Ada dua versi tentang asal-usul
Sisingamangaraja dan kerjaan Batak. versi pertama mengatakan Sisingamanagaraja
adalah keturunan seorang pejabat yang ditunjuk oleh raja Pagaruyung yang sangat
berkuasa ketika itu, yang datang berkeliling ke Sumatera Utara untuk
menempatkan pejabat-pejabatnya. Dalam sepucuk surat kepada Marsden bertahun
1820, Raffles menulis bahwa para pemimpin Batak menjelaskan kepadanya mengenai
Sisingamangaraja yang merupakan keturunan Minangkabau dan bahwa di Silindung
terdapat sebuah arca batu berbentuk manusia sangat kuno yang diduga dibawa dari
Pagaruyung. Sampai awal abad ke-20, Sisingamangaraja masih mengirimkan upeti
secara teratur kepada pemimpin Minangkabau melalui perantaraan Tuanku Barus
yang bertugas menyampaikannya kepada pemimpin Pagaruyung.
Sedangkan versi kedua berasal dari
mitos rakyat yang diceritakan dalam berbagai versi lagi, namun secara garis
besar versi itu menyatakan Manghuntal (Sisingamanagaraja I) adalah keturunan
Bona Ni Onan bermarga Sinambela. Sebelum kelahirannya Sisingamaraja I telah
diramalkan bahwa ia adalah titisan dari Batara Guru dan akan menjadi seorang
raja besar. Setelah dewasa Manguntal akhirnya menjadi raja setelah berhasil
mencabut keris yang bernama Piso Gaja Dompak (Pisau Gajah Penangkal). Piso Gaja
Dompak dinyakini tidak akan bisa dicabut dari sarungnya oleh seseorang yang
tidak memiliki kesaktian, kecuali oleh orang yang memiliki kesaktian dan orang
yang menjadi titisan Batara Guru (orang yang memang sudah ditakdirkan menjadi
Raja).
Berikut ini adalah silsilah Raja
Sisingamangaraja dari urutan 1 sampai ke 12 adalah sebagai berikut:
1. Raja Manghuntal /
Sisingamangaraja I
2. Raja Tinaruan / Sisingamangaraj
II
3. Raja Itubungna / Sisingamangaraja
III
4. Sori Mangaraja / Sisingamangaraja
IV
5. Ampallongos / Sisingamangaraja V
6. Amangulbuk / Sisingamangaraja VI
7. Ompu Tuan Lombut /
Sisingamangaraja VII
8. Ompu Sotarunggal /
Sisingamangaraja VIII
9. Ompu Sohalompoan /
Sisingamangaraja IX
10. Ompu Tuan Na Bolon /
Sisingamangaraja X
11. Ompu Sohahuaon /
Sisingamangaraja XI
12. Patuan Bosar / Sisingamangaraja
XII
Singamangaraja XII meninggal pada 17
Juni 1907 dalam sebuah pertempuran dengan Belanda di pinggir bukit Aek
Sibulbulen, di suatu desa yang namanya Si Onom Hudon, di perbatasan Kabupaten
Tapanuli Utara dan Kabupaten Dairi yang sekarang. Sebuah peluru menembus
dadanya, akibat tembakan pasukan Belanda yang dipimpin Kapten Hans Christoffel.
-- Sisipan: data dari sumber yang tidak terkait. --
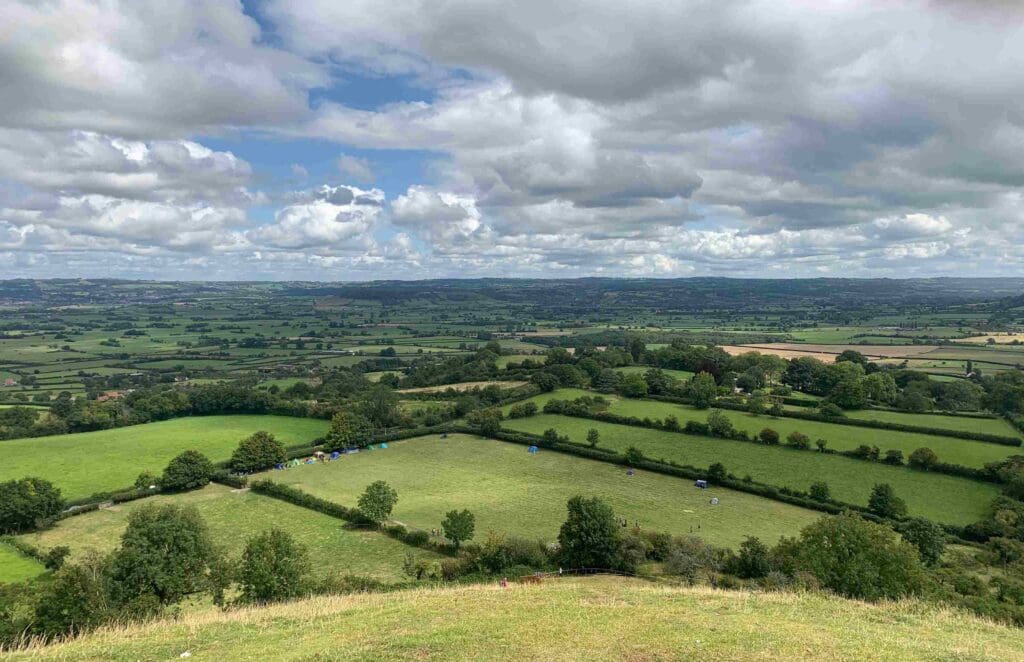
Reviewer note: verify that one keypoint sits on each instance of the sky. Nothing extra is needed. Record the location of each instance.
(317, 139)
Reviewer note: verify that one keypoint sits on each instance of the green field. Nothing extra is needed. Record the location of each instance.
(841, 438)
(943, 498)
(235, 516)
(88, 462)
(15, 567)
(600, 618)
(512, 491)
(681, 375)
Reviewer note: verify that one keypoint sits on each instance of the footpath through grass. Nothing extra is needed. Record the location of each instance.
(511, 491)
(600, 618)
(235, 516)
(942, 498)
(88, 462)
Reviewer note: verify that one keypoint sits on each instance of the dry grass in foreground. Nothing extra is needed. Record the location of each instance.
(568, 619)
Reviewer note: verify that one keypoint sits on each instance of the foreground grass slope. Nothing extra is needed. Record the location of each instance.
(942, 498)
(88, 462)
(235, 516)
(511, 491)
(566, 619)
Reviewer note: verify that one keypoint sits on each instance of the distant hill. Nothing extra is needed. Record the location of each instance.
(560, 619)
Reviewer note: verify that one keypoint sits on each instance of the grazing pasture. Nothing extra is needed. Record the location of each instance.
(233, 516)
(512, 491)
(943, 498)
(88, 462)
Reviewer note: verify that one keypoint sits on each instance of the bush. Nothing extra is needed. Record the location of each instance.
(189, 470)
(273, 567)
(260, 451)
(885, 503)
(859, 559)
(377, 501)
(28, 503)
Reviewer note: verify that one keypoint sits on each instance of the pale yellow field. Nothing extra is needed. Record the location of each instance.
(559, 619)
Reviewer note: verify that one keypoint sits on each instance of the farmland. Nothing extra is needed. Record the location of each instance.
(943, 498)
(232, 518)
(87, 462)
(514, 492)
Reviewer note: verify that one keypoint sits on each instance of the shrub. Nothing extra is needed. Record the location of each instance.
(28, 503)
(188, 470)
(859, 559)
(819, 491)
(377, 501)
(459, 526)
(885, 503)
(260, 451)
(799, 440)
(590, 535)
(273, 567)
(923, 458)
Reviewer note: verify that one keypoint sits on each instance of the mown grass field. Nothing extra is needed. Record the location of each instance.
(511, 491)
(599, 618)
(233, 518)
(841, 438)
(88, 462)
(942, 498)
(15, 567)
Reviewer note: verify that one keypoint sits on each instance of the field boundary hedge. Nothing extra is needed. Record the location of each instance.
(857, 422)
(696, 428)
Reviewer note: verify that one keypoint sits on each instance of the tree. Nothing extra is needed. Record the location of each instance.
(923, 458)
(77, 601)
(634, 385)
(260, 451)
(166, 553)
(799, 440)
(188, 470)
(928, 537)
(590, 535)
(752, 562)
(702, 390)
(819, 491)
(459, 527)
(28, 503)
(885, 503)
(719, 424)
(273, 567)
(378, 500)
(858, 559)
(349, 428)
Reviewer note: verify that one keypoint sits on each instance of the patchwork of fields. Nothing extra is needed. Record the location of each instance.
(88, 462)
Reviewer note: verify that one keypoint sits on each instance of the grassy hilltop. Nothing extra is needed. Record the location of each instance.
(568, 619)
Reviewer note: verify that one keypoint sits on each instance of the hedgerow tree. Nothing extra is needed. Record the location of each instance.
(166, 553)
(885, 503)
(260, 451)
(377, 501)
(347, 429)
(28, 503)
(459, 527)
(188, 470)
(928, 537)
(858, 559)
(590, 535)
(273, 567)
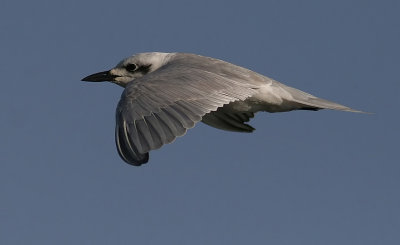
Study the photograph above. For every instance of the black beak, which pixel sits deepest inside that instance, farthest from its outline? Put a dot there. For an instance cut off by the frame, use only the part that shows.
(100, 77)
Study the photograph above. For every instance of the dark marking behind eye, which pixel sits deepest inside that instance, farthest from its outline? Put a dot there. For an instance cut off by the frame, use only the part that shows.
(131, 67)
(144, 69)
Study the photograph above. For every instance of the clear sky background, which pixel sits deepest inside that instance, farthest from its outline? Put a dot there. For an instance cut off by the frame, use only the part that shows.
(302, 177)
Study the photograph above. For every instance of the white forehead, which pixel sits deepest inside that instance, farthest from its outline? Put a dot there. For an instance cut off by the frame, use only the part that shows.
(156, 59)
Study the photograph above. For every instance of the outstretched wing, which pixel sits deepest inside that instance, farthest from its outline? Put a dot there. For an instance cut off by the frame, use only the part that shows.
(162, 105)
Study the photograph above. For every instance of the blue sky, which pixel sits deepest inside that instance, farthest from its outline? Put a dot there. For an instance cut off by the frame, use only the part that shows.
(301, 178)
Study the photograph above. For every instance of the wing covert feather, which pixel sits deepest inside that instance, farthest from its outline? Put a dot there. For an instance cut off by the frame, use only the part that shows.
(162, 105)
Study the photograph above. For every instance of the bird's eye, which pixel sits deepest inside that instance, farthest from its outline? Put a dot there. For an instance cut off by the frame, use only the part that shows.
(131, 67)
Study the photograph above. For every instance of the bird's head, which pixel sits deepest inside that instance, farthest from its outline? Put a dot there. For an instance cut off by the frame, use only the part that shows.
(131, 68)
Turut gugur waktu itu dua putranya Patuan Nagari dan Patuan Anggi, serta
putrinya Lopian. Sementara keluarganya yang tersisa ditawan di Tarutung.
Sisingamangaraja XII sendiri kemudian dikebumikan Belanda secara militer pada
22 Juni 1907 di Silindung, setelah sebelumnya mayatnya diarak dan
dipertontonkan kepada masyarakat Toba. Makamnya kemudian dipindahkan ke Makam
Pahlawan Nasional di Soposurung, Balige sejak 14 Juni 1953, yang dibangun oleh
Pemerintah, Masyarakat dan keluarga.
2. Faktor yang Menyebabkan Terjadinya Perang Batak
a). Sebab umum.
- Adanya tantangan raja Batak Tapanuli yang masih menganut agama Batak kuno (Animisme dinamisme) atas penyebaran agama Kristen di Tapanuli.
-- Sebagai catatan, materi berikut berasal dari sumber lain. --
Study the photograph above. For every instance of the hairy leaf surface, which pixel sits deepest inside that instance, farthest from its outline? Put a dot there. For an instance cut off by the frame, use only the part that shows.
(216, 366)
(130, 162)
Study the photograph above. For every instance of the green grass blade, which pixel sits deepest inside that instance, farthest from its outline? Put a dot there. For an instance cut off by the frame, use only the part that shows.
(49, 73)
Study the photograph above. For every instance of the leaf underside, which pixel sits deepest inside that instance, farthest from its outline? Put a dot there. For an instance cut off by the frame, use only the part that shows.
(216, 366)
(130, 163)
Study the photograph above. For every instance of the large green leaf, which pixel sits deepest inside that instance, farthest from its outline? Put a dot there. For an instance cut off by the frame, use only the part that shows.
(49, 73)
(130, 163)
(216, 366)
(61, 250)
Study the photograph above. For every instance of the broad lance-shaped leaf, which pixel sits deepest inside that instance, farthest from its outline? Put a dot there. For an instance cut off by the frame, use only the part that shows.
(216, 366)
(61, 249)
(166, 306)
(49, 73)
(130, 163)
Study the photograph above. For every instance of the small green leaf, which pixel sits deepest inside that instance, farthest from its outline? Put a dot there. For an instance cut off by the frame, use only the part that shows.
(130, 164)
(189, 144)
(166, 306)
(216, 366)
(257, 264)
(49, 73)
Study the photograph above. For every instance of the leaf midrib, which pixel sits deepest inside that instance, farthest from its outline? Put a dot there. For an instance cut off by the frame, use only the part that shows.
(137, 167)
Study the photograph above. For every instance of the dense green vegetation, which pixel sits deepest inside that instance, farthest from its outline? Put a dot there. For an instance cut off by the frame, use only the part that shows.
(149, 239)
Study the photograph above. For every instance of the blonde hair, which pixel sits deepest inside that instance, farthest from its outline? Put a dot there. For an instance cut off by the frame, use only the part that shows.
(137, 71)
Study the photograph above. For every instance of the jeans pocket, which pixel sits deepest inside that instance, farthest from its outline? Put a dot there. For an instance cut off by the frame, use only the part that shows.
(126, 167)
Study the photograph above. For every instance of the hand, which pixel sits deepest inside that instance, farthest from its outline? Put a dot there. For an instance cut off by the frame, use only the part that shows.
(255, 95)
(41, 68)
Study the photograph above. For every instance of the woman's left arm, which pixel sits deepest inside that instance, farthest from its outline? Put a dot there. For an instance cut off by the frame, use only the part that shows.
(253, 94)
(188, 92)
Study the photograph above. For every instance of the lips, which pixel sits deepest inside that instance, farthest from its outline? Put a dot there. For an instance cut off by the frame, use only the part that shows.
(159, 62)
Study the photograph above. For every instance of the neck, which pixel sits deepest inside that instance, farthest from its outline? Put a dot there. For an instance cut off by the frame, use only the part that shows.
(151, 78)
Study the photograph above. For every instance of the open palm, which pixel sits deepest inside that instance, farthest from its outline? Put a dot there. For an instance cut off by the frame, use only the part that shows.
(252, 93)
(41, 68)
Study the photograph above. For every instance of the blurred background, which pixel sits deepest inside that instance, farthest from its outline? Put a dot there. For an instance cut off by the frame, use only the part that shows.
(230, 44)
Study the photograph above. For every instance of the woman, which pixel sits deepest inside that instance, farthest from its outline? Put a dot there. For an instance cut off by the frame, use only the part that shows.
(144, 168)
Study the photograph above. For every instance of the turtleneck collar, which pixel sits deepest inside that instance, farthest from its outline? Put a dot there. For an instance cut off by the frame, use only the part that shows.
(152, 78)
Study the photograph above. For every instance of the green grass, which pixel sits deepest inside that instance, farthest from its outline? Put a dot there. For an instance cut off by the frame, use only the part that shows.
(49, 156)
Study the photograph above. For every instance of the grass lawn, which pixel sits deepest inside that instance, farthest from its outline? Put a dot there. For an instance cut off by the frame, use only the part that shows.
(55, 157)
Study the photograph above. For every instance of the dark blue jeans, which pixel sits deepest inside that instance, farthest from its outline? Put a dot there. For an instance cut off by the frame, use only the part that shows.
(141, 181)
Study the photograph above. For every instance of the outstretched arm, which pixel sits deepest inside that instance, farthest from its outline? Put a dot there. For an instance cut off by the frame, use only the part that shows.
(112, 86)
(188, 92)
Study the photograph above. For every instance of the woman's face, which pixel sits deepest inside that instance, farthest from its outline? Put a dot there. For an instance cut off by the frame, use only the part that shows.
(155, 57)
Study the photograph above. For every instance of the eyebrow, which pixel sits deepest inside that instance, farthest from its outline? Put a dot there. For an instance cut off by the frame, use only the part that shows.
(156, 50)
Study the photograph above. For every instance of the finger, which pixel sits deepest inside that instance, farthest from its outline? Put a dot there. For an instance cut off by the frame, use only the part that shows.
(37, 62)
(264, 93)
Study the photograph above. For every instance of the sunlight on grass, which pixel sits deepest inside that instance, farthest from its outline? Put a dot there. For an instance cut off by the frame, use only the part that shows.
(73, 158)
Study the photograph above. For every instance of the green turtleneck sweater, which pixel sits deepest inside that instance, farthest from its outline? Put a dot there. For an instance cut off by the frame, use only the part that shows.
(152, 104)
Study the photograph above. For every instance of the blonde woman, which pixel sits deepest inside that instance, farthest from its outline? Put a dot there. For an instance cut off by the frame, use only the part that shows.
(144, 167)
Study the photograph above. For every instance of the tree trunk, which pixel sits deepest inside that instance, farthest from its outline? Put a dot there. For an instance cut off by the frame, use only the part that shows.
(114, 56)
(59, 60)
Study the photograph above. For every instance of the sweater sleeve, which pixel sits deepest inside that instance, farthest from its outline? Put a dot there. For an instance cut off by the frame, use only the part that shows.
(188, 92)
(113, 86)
- Adanya siasat Belanda dengan menggunakan gerakan Zending untuk menguasai daerah Tapanuli.
- Alasan yang digunakan Belanda untuk menindas pejuang Padri dan pemimpin-pemimpin Aceh banyak melarikan diri ke daerah Tapanuli.
b). Sebab Khusus.
Penolakan Raja Si Singamangaraja ke-XII atas penyebaran agama Kristen di daerah Tapanuli.
- Adanya tantangan raja Batak Tapanuli yang masih menganut agama Batak kuno (Animisme dinamisme) atas penyebaran agama Kristen di Tapanuli.
- Adanya siasat Belanda dengan menggunakan gerakan Zending untuk menguasai daerah Tapanuli.
- Alasan yang digunakan Belanda untuk menindas pejuang Padri dan pemimpin-pemimpin Aceh banyak melarikan diri ke daerah Tapanuli.
b). Sebab Khusus.
Penolakan Raja Si Singamangaraja ke-XII atas penyebaran agama Kristen di daerah Tapanuli.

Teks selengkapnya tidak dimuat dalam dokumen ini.